The basidiospores are elliptical in shape, smooth, and with dimensions of 5–7 x 4–5.5 μm. Basidia are 20–25 x 6.5–8.5 μm, usually four-spored, but often with two-spored basidia present. Cystidia are present and numerous.

===Similar species===
The species is often confused with the briny-smelling Agaricus bernardii. It also resembles Agaricus campestris somewhat, but that species only has a single fragile ring.
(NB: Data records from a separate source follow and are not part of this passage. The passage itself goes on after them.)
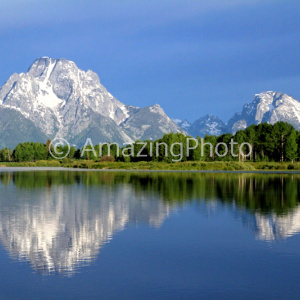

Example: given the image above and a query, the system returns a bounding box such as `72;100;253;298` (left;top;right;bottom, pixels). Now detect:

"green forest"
0;122;300;163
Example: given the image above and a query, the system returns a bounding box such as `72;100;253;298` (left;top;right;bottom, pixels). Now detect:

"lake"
0;170;300;299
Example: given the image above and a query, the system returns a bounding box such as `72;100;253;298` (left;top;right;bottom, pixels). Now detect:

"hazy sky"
0;0;300;121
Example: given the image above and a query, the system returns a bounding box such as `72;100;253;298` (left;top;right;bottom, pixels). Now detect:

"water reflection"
0;171;300;275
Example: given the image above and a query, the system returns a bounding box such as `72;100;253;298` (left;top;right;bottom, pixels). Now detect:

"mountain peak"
0;57;181;147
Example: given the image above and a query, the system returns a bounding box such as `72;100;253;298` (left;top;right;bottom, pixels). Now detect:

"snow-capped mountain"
227;92;300;133
0;57;181;146
173;92;300;137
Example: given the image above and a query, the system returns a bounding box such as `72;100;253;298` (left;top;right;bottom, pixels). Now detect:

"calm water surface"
0;171;300;299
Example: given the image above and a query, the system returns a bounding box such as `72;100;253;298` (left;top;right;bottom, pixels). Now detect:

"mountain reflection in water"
0;171;300;275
==Distribution and habitat==
Agaricus bitorquis may be found growing solitary or in small groups in gardens (noted as growing in a gregarious manner), and at roadsides, usually on the pavement, often where salt is applied to combat ice in winter. Pushing through asphalt and slabs, it is subterranean, and often matures underground. It is occasional throughout North America, Europe, Asia and Australia.

==Cultivation==
First cultivated commercially in 1968, A. bitorquis has several growth characteristics that have piqued the interest of mushroom cultivators looking for an alternative to the standard button mushroom, A. bisporus. For example, A. bitorquis is more resistant to various viral diseases, can grow at higher temperatures and CO_{2} concentrations, and has better resistance to bruising. Furthermore, high temperature-resistant strains have recently been developed which may help cultivators overcome problems associated with cooling production rooms during hot summer months.

==Edibility==
Agaricus bitorquis is a choice edible species, with a typical 'mushroomy' taste. Specimens collected in the wild may be gritty due to its often subterranean habitat. As with all specimens picked from the wild, care should be taken to consider the suitability of the collection site, as this species can bioaccumulate toxic heavy metals, especially lead, from polluted areas. Nutritional analysis has shown this species to contain 18 amino acids, including all of the essential ones.